改装後の1階。はがした天井が手を入れずそのままに。

 

  2階は、お二人が主に過ごす場所。洋室を2m×1.6mの大きな浴室に。特大サイズのバスタブと、そのまま残した掃き出し窓が特徴的です。窓を開け放ち、外を感じながら入るお風呂は解放感たっぷり。安紀さんの一番のお気に入り場所です。



浴室に変わる前の2階の洋室。
奥に見えるのが掃き出し窓。
シンプルで真っ白な浴室。

2階の和室と引き戸の向こうの浴室は、改装後、
リビングダイニングに。

2階の和室と浴室の解体途中。
2階の改装後のリビングダイニング。



木のぬくもりが感じられるリビングダイニング。




  さらに、浴室と和室部分を、リビングダイニングに。その一角には、たたみ一畳ほどの小上がりがあり、そこは、リビングの白壁にプロジェクターから映し出される映像を楽しむには絶好の場所。禎秀さんの定位置でもあります。床には、杉の無垢材が敷き詰められ、やわらかな質感とあたたかな印象がリビングを一層心地よい空間にしてくれています。
大きな画面は迫力満点。
スポーツ観戦を楽しまれることも。


小上がりは禎秀さんのお気に入りの場所。
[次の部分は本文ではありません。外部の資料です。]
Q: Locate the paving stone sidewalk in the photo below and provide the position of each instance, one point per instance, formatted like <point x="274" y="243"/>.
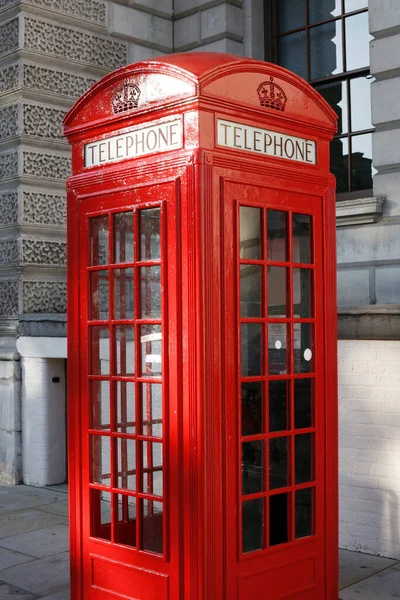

ぴったりサイズの心地よさでうとうと…。


  3階は、2つの和室をそれぞれ洋室に変え、寝室とウォーキングクローゼットに。部屋と部屋の間のスペースには、本棚と大きな椅子、そして間近に迫る天窓が。ここでは、音楽を聞いたり、本を読んだり、夜には静かに月を楽しんだり。




3階にあるくつろぎの大きな椅子。


3階の天井。シーリングファンがゆっくり回り、
天窓からは光が降り注ぎます。






  仕事でお忙しいお二人ですが、この家で優しくほほ笑み合い、お話される様子からは、ここがお二人にとって、穏やかな時間が流れ、くつろげる場所であることが感じられます。